Le XIXe siècle voit une amélioration progressive, liée aux progrès de l’hygiène publique (assainissement des villes, accès à l’eau potable), aux avancées médicales (vaccination contre la variole introduite par Jenner) et à l’amélioration des conditions alimentaires. L’espérance de vie progresse lentement mais régulièrement, franchissant le seuil des 40 ans au tournant du XXe siècle.
Le graphique révèle clairement les cicatrices des deux guerres mondiales. La Première Guerre mondiale (1914-1918) provoque une chute brutale de l’espérance de vie, particulièrement visible pour les hommes : près de 1,4 million de soldats français meurent au combat, auxquels s’ajoutent les victimes civiles de la grippe espagnole de 1918-1919, l’une des pandémies les plus meurtrières de l’histoire. La Seconde Guerre mondiale (1939-1945) laisse une empreinte similaire, aggravée par les bombardements, la déportation et les famines.

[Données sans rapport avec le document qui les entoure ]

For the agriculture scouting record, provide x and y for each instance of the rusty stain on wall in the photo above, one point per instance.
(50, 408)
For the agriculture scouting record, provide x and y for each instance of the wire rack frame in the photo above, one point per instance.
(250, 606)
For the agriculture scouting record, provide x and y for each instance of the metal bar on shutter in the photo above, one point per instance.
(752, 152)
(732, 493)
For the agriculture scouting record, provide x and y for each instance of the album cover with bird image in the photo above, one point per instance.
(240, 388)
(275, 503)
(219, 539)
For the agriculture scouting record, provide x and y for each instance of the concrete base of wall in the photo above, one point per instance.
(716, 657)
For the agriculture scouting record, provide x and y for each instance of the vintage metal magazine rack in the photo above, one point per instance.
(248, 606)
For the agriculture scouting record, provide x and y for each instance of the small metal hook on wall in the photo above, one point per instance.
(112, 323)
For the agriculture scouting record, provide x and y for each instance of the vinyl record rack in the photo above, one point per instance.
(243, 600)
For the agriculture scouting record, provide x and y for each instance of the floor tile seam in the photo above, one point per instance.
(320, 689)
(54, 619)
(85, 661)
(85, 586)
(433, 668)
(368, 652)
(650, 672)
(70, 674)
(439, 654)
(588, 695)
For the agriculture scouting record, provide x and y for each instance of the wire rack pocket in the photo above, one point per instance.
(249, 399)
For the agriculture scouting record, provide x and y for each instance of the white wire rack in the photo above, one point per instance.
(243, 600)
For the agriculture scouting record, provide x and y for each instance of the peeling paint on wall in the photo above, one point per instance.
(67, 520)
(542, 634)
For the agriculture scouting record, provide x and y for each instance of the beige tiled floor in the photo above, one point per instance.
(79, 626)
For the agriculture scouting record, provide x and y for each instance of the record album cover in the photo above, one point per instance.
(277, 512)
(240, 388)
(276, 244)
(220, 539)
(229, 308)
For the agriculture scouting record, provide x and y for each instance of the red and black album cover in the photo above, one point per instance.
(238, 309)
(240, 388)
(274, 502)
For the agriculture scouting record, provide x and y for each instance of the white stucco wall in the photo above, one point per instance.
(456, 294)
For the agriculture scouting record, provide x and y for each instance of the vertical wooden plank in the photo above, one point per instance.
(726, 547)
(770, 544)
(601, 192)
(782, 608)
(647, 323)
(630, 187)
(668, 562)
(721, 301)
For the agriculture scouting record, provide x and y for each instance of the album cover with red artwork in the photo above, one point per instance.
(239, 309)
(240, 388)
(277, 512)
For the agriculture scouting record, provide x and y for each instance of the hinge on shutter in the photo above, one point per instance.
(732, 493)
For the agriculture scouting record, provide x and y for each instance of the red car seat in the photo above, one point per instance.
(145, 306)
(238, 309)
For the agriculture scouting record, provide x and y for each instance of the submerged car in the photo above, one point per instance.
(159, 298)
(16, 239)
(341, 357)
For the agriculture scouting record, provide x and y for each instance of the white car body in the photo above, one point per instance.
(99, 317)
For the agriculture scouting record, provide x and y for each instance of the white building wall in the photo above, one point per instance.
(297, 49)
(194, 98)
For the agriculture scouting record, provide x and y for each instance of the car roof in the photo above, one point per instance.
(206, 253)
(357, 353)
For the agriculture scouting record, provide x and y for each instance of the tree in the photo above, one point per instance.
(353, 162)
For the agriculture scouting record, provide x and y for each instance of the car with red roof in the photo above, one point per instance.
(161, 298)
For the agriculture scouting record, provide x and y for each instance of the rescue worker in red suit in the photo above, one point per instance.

L’après-guerre marque le début d’une progression extraordinaire. Les Trente Glorieuses (1945-1975) combinent croissance économique, généralisation de la Sécurité sociale, développement de la médecine moderne (antibiotiques, vaccins, chirurgie) et amélioration générale des conditions de vie. L’espérance de vie progresse de plusieurs années par décennie. Les femmes, qui bénéficient d’un avantage biologique naturel, voient leur espérance de vie dépasser 70 ans dès les années 1960, puis 75 ans dans les années 1970.
L’écart d’espérance de vie entre hommes et femmes se creuse progressivement durant la seconde moitié du XXe siècle, atteignant un maximum d’environ 8 ans dans les années 1990. Cet écart s’explique par des facteurs comportementaux (tabagisme, alcoolisme, accidents plus fréquents chez les hommes) et biologiques. Depuis les années 2000, il tend à se réduire légèrement, les hommes ayant adopté des comportements moins à risque.
Aujourd’hui, l’espérance de vie en France est parmi les plus élevées du monde : environ 85-86 ans pour les femmes et 79-80 ans pour les hommes. La France se classe régulièrement dans le top 10 mondial pour la longévité féminine. Cette longévité exceptionnelle soulève toutefois des défis majeurs : financement des retraites, dépendance des personnes âgées, pression sur le système de santé. La question de l’espérance de vie en bonne santé — distincte de l’espérance de vie totale — est devenue un enjeu central des politiques publiques françaises.
Source : INSEE, statistiques de l’état civil et estimations de population. Les données antérieures à 1900 sont issues de reconstructions historiques (Vallin J., Meslé F., INED).